For the first time, Alibaba tapped eight popular livestreamers to host Malaysia-themed sessions throughout its second annual “Malaysia Week,” held Sept. 16-22. Bird’s nests proved popular in another session, which in only 10 minutes sold over RMB 5 million worth of them. About 30,000 packs of wafer biscuits and 20,000 durian pie biscuits were also sold in minutes.
“There is growing demand for Malaysian products in China, especially agricultural and food products,” said James Song, secretary-general of the globalization office at Alibaba Group.
“As the domestic market in China continues to grow with rising consumption, Malaysian merchants can use Malaysia Week to tap into growing demand, expose their products to more Chinese consumers and increase their export sales,” Song said.
Malaysia is an important part of Alibaba’s international outreach and growth strategy, the company has said. It was the first hub outside of China for the Electronic World Trade Platform, an Alibaba Group-led initiative that aims to lower barriers to global trade for small- and medium-sized enterprises via e-commerce. Malaysia Week, first launched July 2018, was one of the initiatives that grew out of this vision.

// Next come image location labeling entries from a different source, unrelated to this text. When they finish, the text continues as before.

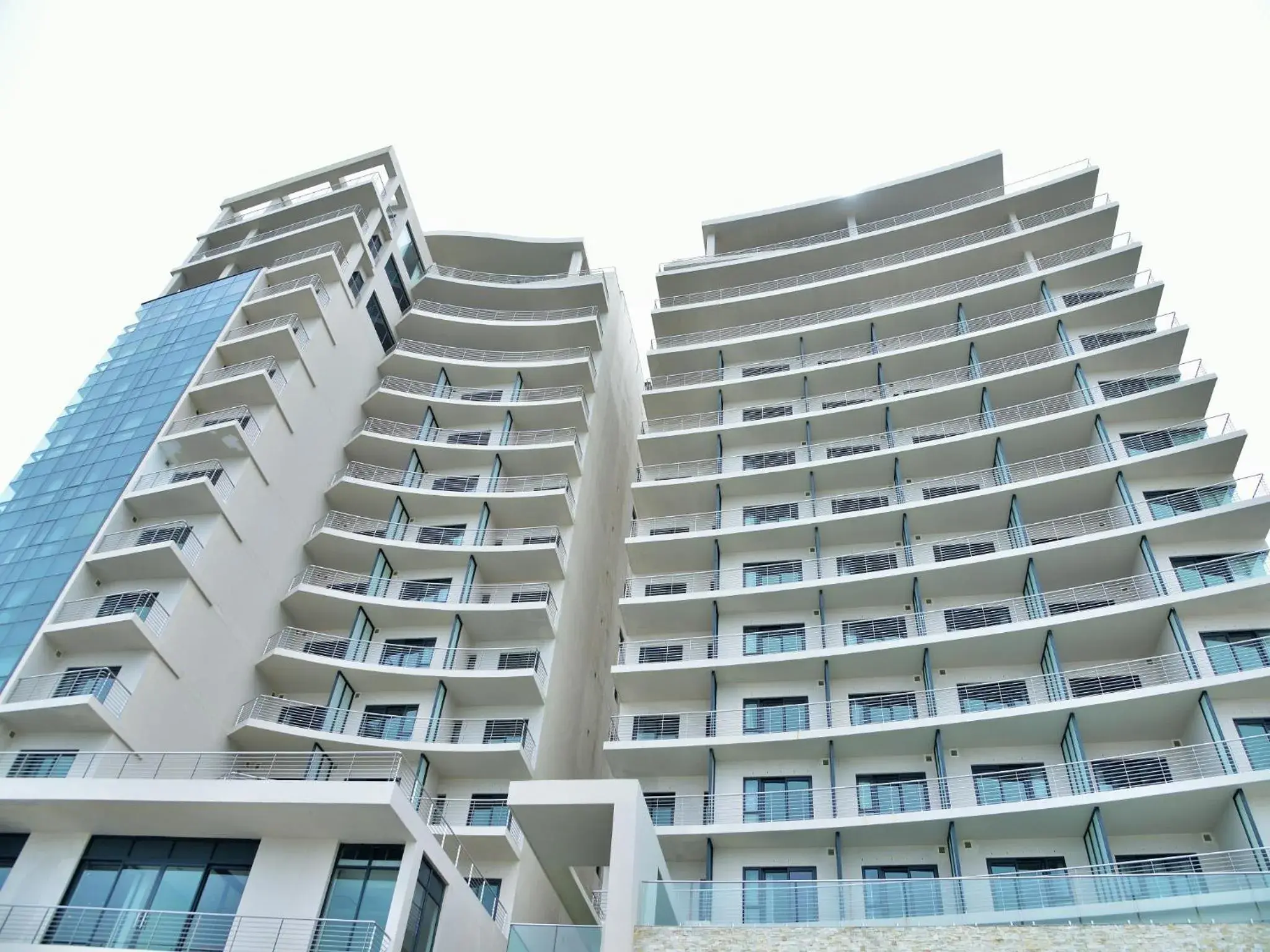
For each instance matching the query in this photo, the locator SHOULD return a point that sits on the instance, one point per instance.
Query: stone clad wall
(1227, 937)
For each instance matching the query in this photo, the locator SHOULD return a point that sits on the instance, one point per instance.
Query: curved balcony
(950, 377)
(512, 499)
(889, 260)
(888, 441)
(296, 659)
(535, 551)
(783, 325)
(892, 221)
(535, 407)
(538, 451)
(482, 747)
(326, 598)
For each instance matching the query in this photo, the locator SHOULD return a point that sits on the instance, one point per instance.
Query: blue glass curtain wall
(61, 495)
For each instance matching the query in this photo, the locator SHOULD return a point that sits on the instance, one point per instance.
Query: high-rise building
(338, 507)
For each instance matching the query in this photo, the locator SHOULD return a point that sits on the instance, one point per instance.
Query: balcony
(163, 551)
(81, 700)
(536, 408)
(327, 598)
(454, 325)
(505, 555)
(484, 748)
(301, 660)
(385, 442)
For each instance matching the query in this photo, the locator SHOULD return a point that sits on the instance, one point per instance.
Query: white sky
(122, 125)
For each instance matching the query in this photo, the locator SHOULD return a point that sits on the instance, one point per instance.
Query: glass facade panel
(63, 494)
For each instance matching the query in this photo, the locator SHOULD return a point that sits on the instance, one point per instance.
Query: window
(871, 563)
(1030, 883)
(757, 574)
(763, 461)
(1128, 772)
(660, 808)
(778, 512)
(774, 639)
(780, 894)
(892, 794)
(778, 799)
(375, 311)
(901, 891)
(655, 728)
(874, 630)
(1255, 734)
(1237, 650)
(1010, 783)
(991, 696)
(879, 708)
(975, 617)
(398, 286)
(775, 715)
(389, 721)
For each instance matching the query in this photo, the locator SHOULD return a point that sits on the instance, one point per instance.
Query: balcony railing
(287, 320)
(97, 683)
(953, 376)
(1207, 888)
(1013, 786)
(211, 470)
(901, 342)
(161, 931)
(420, 592)
(950, 550)
(938, 488)
(309, 281)
(881, 224)
(894, 301)
(843, 271)
(180, 534)
(407, 729)
(926, 433)
(144, 604)
(488, 314)
(355, 209)
(397, 656)
(923, 705)
(242, 415)
(269, 366)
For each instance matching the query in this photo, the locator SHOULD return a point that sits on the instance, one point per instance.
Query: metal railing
(484, 731)
(210, 470)
(871, 710)
(143, 604)
(961, 374)
(162, 931)
(242, 415)
(397, 656)
(287, 320)
(940, 488)
(269, 366)
(180, 534)
(309, 281)
(913, 436)
(1020, 786)
(417, 592)
(897, 301)
(429, 535)
(843, 271)
(97, 683)
(1169, 890)
(901, 342)
(489, 314)
(882, 224)
(355, 209)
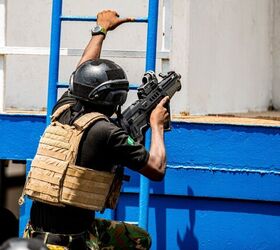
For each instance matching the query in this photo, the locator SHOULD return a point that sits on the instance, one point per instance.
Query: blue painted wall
(221, 191)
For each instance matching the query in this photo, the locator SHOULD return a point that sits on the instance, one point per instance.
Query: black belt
(60, 239)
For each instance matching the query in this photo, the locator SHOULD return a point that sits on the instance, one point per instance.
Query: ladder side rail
(150, 65)
(54, 56)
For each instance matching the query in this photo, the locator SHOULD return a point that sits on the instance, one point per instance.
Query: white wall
(230, 62)
(227, 51)
(276, 55)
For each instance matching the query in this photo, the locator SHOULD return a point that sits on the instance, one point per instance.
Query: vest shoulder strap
(59, 111)
(87, 119)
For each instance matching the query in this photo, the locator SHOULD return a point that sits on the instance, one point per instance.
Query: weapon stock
(135, 119)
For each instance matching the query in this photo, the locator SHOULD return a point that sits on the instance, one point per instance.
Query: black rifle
(136, 118)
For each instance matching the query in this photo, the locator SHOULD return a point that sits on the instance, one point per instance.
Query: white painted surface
(227, 51)
(276, 55)
(2, 59)
(230, 62)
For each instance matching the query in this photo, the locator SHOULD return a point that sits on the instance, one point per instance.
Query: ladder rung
(93, 18)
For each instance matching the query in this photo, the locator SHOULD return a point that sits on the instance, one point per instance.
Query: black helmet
(100, 82)
(23, 244)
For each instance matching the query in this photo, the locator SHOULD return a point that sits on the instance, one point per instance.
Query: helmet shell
(23, 244)
(101, 82)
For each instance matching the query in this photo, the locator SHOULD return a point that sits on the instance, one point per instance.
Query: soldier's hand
(160, 114)
(110, 19)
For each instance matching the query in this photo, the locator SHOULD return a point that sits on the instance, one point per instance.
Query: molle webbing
(55, 179)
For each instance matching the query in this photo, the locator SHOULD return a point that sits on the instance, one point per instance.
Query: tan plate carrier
(55, 179)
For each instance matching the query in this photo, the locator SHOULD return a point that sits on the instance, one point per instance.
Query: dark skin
(156, 164)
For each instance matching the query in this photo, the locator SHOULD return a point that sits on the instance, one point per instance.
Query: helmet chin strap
(119, 112)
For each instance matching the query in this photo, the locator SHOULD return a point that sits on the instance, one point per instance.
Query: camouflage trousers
(107, 235)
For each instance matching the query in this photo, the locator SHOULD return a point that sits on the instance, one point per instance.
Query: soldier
(74, 171)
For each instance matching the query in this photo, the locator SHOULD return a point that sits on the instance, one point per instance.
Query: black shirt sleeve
(106, 145)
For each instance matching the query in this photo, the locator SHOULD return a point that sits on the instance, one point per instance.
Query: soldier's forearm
(93, 49)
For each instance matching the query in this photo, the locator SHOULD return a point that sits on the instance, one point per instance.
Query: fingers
(164, 100)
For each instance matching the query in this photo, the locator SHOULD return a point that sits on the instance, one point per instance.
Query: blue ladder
(54, 85)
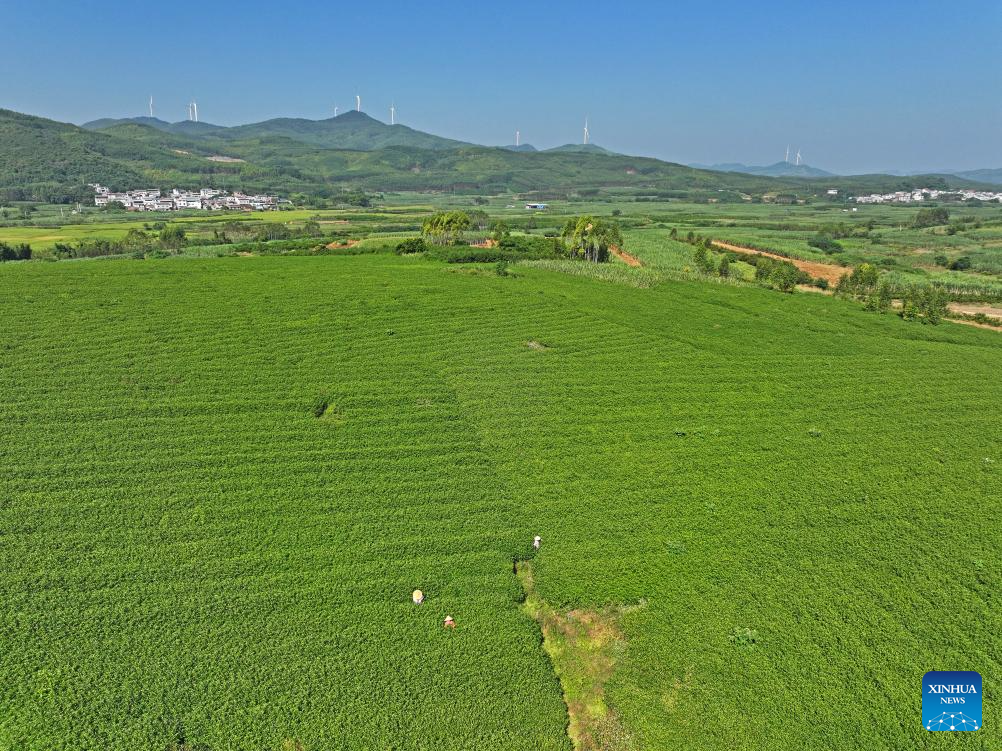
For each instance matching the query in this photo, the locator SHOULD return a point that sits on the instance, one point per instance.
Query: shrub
(930, 217)
(825, 243)
(412, 245)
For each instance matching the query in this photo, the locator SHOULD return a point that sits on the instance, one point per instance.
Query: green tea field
(222, 479)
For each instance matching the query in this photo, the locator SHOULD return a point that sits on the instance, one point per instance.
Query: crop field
(223, 477)
(879, 234)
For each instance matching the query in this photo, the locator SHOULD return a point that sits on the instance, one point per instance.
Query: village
(177, 200)
(924, 194)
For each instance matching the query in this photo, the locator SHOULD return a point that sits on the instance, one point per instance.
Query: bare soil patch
(584, 647)
(973, 308)
(818, 270)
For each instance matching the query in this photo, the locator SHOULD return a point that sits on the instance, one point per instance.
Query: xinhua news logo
(951, 700)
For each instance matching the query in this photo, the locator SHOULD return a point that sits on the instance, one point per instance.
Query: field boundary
(627, 258)
(816, 268)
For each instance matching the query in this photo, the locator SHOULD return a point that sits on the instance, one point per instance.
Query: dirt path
(818, 270)
(629, 260)
(973, 308)
(975, 323)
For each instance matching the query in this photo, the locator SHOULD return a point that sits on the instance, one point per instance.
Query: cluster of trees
(779, 274)
(826, 243)
(703, 256)
(590, 238)
(924, 302)
(170, 237)
(15, 252)
(446, 227)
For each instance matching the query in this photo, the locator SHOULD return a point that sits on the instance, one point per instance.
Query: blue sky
(858, 86)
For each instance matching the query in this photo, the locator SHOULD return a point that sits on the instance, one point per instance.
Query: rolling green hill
(352, 130)
(45, 160)
(223, 478)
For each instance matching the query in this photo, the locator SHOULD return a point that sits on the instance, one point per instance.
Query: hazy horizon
(901, 87)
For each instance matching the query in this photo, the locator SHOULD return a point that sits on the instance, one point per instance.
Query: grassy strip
(584, 647)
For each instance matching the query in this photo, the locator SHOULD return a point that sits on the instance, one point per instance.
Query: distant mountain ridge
(779, 169)
(350, 130)
(45, 160)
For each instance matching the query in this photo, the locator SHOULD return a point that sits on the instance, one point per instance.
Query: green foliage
(590, 237)
(927, 304)
(779, 274)
(223, 547)
(20, 251)
(412, 245)
(446, 227)
(930, 217)
(825, 243)
(744, 638)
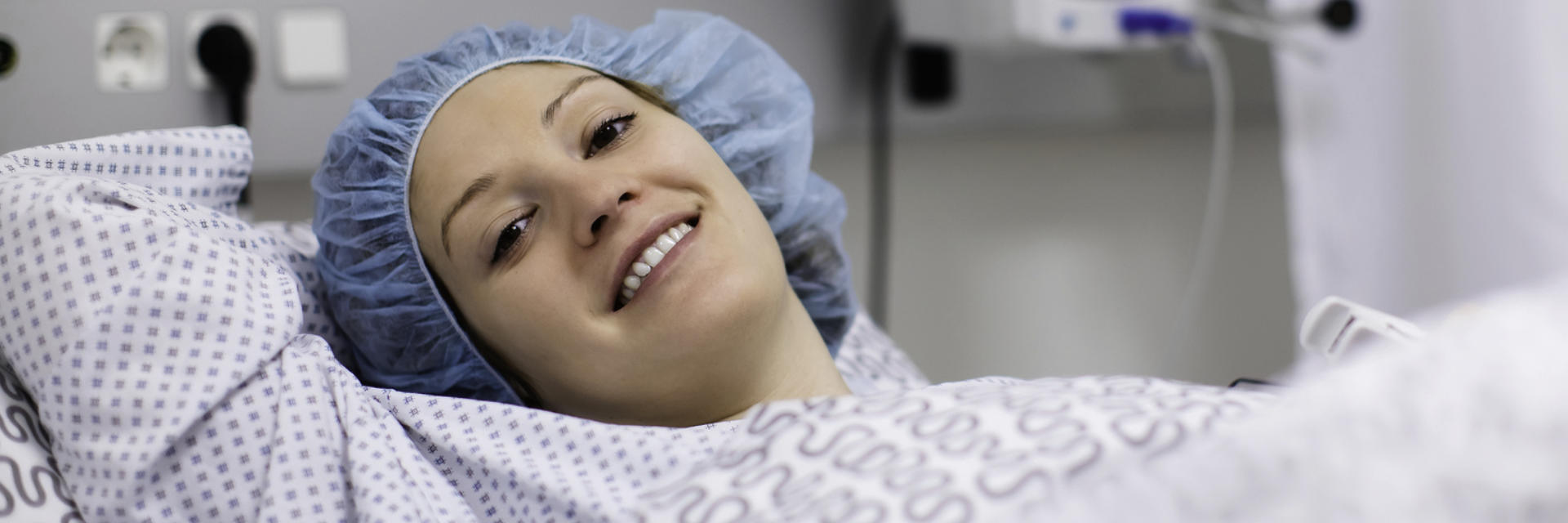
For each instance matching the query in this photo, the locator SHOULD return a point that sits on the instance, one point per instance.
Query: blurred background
(1043, 194)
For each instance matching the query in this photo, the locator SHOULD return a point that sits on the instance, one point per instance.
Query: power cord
(1218, 184)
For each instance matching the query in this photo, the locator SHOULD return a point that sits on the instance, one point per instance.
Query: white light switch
(313, 47)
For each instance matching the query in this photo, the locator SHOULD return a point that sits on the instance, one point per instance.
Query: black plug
(1338, 15)
(231, 63)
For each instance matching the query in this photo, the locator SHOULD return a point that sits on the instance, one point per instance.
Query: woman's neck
(799, 366)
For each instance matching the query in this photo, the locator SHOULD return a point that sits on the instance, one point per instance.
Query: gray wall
(54, 95)
(1043, 221)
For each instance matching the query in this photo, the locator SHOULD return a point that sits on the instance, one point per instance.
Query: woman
(613, 226)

Alibaba organized the promotion in cooperation with the Ministry of International Trade and Industry, Malaysia Digital Economy Development Corp., Malaysian External Trade Development Corp., SME Corp., Malaysia Investment Development Authority, Tourism Malaysia and Malaysia Inbound Tourism Association.
“Malaysia is committed to growing SME exports, and the partnership with Alibaba is a step in that direction,” said Dato’ Ng Wan Peng, chief operating officer of MDEC. “Malaysia Week’s impressive results demonstrate the growing demand for our local products, and more importantly, Malaysian businesses’ readiness to go global via e-commerce.”
This year’s campaign saw more participation from business units in its ecosystem, as well as more product offerings, than last year. Alibaba promoted about 800 products from 100 local brands through Malaysia Week – up from 50 brands last year.
To further promote Malaysian products, Alibaba’s domestic wholesale platform for industrial goods, 1688.com, launched a flagship store and promoted them on its imported-goods channel. Travel-services platform Fliggy introduced a dedicated landing page for Malaysia’s travel and tourism products. Alibaba also enlisted its sales and digital marketing platform, Juhuasuan, to help merchants reach Chinese consumers living in lower-tier markets. Juhuasuan rolled out a Malaysia-focused “Gather for You” campaign that brought regional specialty products – such as birds’ nests, durians and white coffee – straight to consumers from their sources of production. The campaign helped some items increase sales by thirtyfold that week compared to average weekly figures, Alibaba said.
The e-commerce giant’s New Retail-driven supermarket chain, Freshippo, also took part by rolling out promotions, both online and offline, such as durian-sampling activities and live cultural performances in stores. It also hosted a livestream, broadcasting from a Freshippo store in Shanghai, that was hosted by top Chinese livestreamer Viya Huang.